What are the best systems? New perspectives on NLP Benchmarking
- URL: http://arxiv.org/abs/2202.03799v2
- Date: Thu, 10 Feb 2022 11:22:35 GMT
- Title: What are the best systems? New perspectives on NLP Benchmarking
- Authors: Pierre Colombo and Nathan Noiry and Ekhine Irurozki and Stephan
Clemencon
- Abstract summary: We propose a new procedure to rank systems based on their performance across different tasks.
Motivated by the social choice theory, the final system ordering is obtained through aggregating the rankings induced by each task.
We show that our method yields different conclusions on state-of-the-art systems than the mean-aggregation procedure.

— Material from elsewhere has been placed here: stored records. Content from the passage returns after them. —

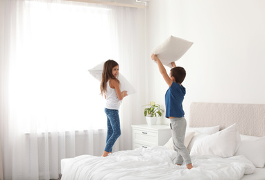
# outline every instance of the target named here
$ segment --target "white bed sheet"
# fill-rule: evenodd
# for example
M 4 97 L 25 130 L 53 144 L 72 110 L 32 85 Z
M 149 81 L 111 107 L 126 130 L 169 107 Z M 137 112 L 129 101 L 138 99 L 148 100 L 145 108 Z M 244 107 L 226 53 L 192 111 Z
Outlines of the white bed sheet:
M 176 152 L 162 146 L 119 151 L 107 157 L 83 155 L 62 160 L 62 180 L 241 179 L 255 168 L 243 156 L 191 156 L 194 168 L 174 165 Z M 251 175 L 249 175 L 251 176 Z M 246 180 L 244 179 L 244 180 Z
M 241 180 L 265 180 L 265 168 L 256 168 L 253 174 L 243 176 Z

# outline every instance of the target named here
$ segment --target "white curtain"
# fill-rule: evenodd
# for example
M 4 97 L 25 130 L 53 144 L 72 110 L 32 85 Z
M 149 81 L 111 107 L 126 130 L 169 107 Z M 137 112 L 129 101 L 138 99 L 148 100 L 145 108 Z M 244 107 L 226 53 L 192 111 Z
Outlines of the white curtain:
M 105 145 L 105 100 L 87 69 L 114 60 L 140 89 L 137 9 L 57 0 L 6 3 L 4 179 L 56 179 L 62 159 L 101 156 Z M 138 94 L 123 100 L 114 151 L 131 148 L 130 125 L 140 116 Z

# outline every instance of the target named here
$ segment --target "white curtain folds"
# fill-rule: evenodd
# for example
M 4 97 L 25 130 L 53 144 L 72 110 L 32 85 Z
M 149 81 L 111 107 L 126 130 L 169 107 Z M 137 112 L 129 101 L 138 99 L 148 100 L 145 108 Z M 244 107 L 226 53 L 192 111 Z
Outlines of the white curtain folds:
M 62 159 L 101 156 L 105 145 L 105 99 L 87 69 L 114 60 L 139 89 L 137 9 L 58 0 L 6 3 L 1 64 L 4 179 L 56 179 Z M 137 97 L 123 100 L 122 135 L 114 151 L 131 148 L 130 125 L 140 116 L 131 111 L 139 109 Z

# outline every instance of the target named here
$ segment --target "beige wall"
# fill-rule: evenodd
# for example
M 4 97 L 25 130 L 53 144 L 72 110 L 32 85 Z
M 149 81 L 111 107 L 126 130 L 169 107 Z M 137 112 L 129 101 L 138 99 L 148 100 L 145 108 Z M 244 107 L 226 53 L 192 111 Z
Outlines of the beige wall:
M 167 89 L 150 60 L 169 35 L 194 44 L 177 62 L 185 67 L 184 100 L 265 103 L 265 1 L 152 0 L 146 17 L 148 98 L 164 102 Z

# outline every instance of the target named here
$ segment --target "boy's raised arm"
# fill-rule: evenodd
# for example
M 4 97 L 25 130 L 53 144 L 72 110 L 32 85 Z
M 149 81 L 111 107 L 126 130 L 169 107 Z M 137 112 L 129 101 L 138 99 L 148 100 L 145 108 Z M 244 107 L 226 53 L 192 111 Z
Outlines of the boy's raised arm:
M 151 58 L 152 60 L 156 61 L 158 66 L 159 71 L 160 71 L 160 73 L 163 76 L 164 80 L 166 81 L 166 84 L 169 87 L 171 87 L 172 85 L 173 80 L 169 78 L 169 75 L 167 74 L 166 70 L 164 68 L 164 65 L 162 64 L 160 60 L 155 55 L 152 55 Z

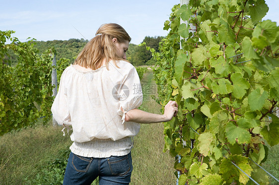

- Score: 10.27421161397197
- License: http://creativecommons.org/licenses/by/4.0/
- Abstract: In Machine Learning, a benchmark refers to an ensemble of datasets associated
with one or multiple metrics together with a way to aggregate different systems
performances. They are instrumental in (i) assessing the progress of new
methods along different axes and (ii) selecting the best systems for practical
use. This is particularly the case for NLP with the development of large
pre-trained models (e.g. GPT, BERT) that are expected to generalize well on a
variety of tasks. While the community mainly focused on developing new datasets
and metrics, there has been little interest in the aggregation procedure, which
is often reduced to a simple average over various performance measures.
However, this procedure can be problematic when the metrics are on a different
scale, which may lead to spurious conclusions. This paper proposes a new
procedure to rank systems based on their performance across different tasks.
Motivated by the social choice theory, the final system ordering is obtained
through aggregating the rankings induced by each task and is theoretically
grounded. We conduct extensive numerical experiments (on over 270k scores) to
assess the soundness of our approach both on synthetic and real scores (e.g.
GLUE, EXTREM, SEVAL, TAC, FLICKR). In particular, we show that our method
yields different conclusions on state-of-the-art systems than the
mean-aggregation procedure while being both more reliable and robust.